Closer to home, B.C.’s mix of climate and economic policies tells a similar story. In August, I accepted an invitation to speak at the launch of the B.C. government’s Climate Leadership Plan. In my speech, I welcomed the 21 new actions outlined in the plan that will hit all the major sources of emissions in this province. I also noted that the plan — which is the first of several planned announcements by the province — would not take us even half way toward meeting B.C.’s legislated emissions target of 12.6 megatonnes of carbon dioxide equivalents per year by 2050.

Fast-forward to December, and I can now put firmer numbers on the extent of the challenge before us. In partnership with the Pembina Institute and Clean Energy Canada, the Pacific Institute for Climate Solutions this week released an independent assessment of B.C.’s Climate Leadership Plan and the federal carbon price on B.C.’s greenhouse gas emissions.

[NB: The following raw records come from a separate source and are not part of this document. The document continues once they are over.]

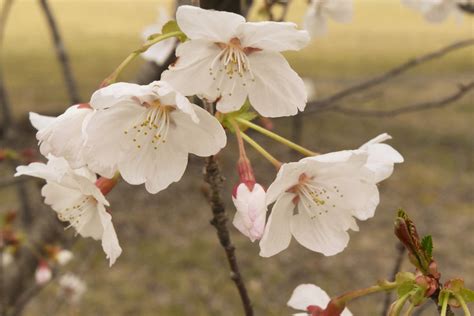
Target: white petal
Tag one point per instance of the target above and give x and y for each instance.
(156, 168)
(110, 242)
(233, 92)
(105, 136)
(63, 137)
(54, 170)
(215, 26)
(272, 36)
(40, 121)
(305, 295)
(287, 177)
(360, 197)
(277, 90)
(318, 236)
(111, 95)
(203, 139)
(190, 73)
(277, 235)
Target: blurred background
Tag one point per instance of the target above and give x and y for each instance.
(172, 263)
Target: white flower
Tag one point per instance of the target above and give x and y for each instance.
(43, 273)
(73, 195)
(72, 288)
(436, 11)
(317, 197)
(147, 132)
(228, 60)
(63, 257)
(159, 52)
(316, 18)
(7, 259)
(62, 136)
(308, 296)
(251, 210)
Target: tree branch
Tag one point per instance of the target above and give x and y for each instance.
(463, 89)
(61, 53)
(4, 103)
(396, 268)
(213, 177)
(377, 80)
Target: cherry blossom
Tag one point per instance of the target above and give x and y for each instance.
(146, 133)
(62, 136)
(72, 288)
(319, 11)
(43, 273)
(63, 257)
(159, 52)
(73, 195)
(436, 11)
(249, 200)
(228, 59)
(318, 197)
(310, 298)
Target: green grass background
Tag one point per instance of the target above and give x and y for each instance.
(172, 264)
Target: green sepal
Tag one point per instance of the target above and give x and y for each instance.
(427, 246)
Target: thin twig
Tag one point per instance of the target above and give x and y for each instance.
(213, 177)
(330, 101)
(463, 89)
(400, 255)
(61, 53)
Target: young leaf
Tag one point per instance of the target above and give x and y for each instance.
(427, 246)
(468, 295)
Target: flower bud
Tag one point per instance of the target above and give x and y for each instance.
(251, 210)
(43, 273)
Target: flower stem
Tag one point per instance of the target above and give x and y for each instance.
(261, 150)
(349, 296)
(444, 306)
(114, 75)
(276, 137)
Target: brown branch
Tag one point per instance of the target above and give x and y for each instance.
(377, 80)
(213, 177)
(463, 89)
(4, 103)
(61, 53)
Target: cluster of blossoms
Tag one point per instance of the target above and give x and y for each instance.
(144, 134)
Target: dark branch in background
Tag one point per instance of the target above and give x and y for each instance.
(213, 177)
(467, 7)
(396, 268)
(61, 53)
(331, 101)
(4, 104)
(463, 89)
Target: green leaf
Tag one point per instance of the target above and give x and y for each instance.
(427, 246)
(405, 288)
(172, 26)
(467, 294)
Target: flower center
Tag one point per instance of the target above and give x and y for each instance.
(317, 198)
(75, 214)
(152, 127)
(232, 63)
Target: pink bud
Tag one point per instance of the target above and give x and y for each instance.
(43, 273)
(251, 210)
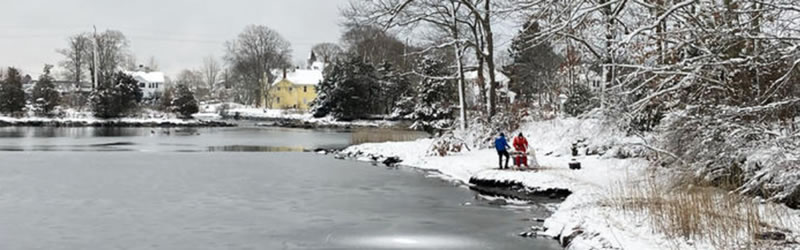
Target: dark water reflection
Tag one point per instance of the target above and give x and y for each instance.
(242, 139)
(138, 193)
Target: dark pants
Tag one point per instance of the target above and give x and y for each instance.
(500, 154)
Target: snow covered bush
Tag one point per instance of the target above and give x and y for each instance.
(45, 96)
(434, 96)
(12, 97)
(346, 91)
(185, 104)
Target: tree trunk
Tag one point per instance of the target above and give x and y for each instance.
(459, 61)
(489, 37)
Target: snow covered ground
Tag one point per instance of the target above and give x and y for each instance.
(588, 210)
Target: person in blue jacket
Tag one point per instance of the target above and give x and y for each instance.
(501, 144)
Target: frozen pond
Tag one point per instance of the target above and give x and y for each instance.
(68, 188)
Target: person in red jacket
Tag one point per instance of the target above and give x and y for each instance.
(521, 146)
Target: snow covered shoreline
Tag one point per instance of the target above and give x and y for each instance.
(122, 122)
(587, 218)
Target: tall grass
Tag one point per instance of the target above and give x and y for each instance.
(701, 214)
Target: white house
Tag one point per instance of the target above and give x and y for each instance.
(473, 91)
(151, 83)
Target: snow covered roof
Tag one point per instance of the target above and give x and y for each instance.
(317, 65)
(142, 76)
(302, 77)
(499, 76)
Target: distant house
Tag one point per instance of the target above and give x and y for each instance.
(151, 83)
(295, 89)
(473, 91)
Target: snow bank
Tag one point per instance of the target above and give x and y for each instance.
(585, 219)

After crunching the numbers, we now know that the CLP will take B.C. only about one-third of the way toward meeting that 2050 target.

The modelling shows that if the government does not take any new climate action, emissions will clock in about 76 megatonnes by the middle of the century, up from around 60 megatonnes today, largely due to planned expansion within B.C.’s natural-gas sector.

The policies in the CLP will cut these annual emissions back down to 54 megatonnes, but it is still well short of the goal of 12.6 megatonnes.

This new report is useful for policy- and decision-makers, as well as of interest to the public, because it highlights the extent of the gap — 41 megatonnes — that we have to address. The report also helps identify where additional opportunities lie within individual sectors for more emissions reductions.

Stronger policies to decarbonize industry, transport and the built environment, and to reduce emissions from natural gas are needed to bridge that gap. PICS and its partners are committed to supporting the B.C. government’s development and implementation of those next steps.

Amidst all this effort, it is important to remind ourselves of why it is crucial that we redefine our energy use toward a low-carbon future.

Nearly 200 countries, including Canada, signed the UN’s Paris Agreement to limit global average temperature rise to well below 2 C (above pre-industrial levels), to prevent some of the most dangerous effects of climate change. The current set of pledges to lower emissions made by the signatories, if adhered to, would likely result in 3.7 C of warming by the end of the century.

Clearly, more ambitious reductions are needed. In fact, globally we need to reach net-zero emissions by about 2070 to stay below the threshold, according to almost all the climate models.

Both B.C. and Canada have 2050 emissions targets of 80 per cent below their respective 2007 and 2005 levels — the latter being announced (but not yet legislated) as Canada’s “Mid-Century Strategy” at last month’s UN climate summit in Marrakech. But the evidence shows the goal must be net zero.

As 2016 burns through the heat records to become the hottest year in the modern temperature record, which dates back to 1880, the time for accelerated climate action is now. Action at all levels, municipal, provincial, national and international, will collectively define our future global climate.

Sybil Seitzinger is the executive director of the Pacific Institute for Climate Solutions, a collaboration of B.C.’s four leading research universities, hosted and led by the University of Victoria.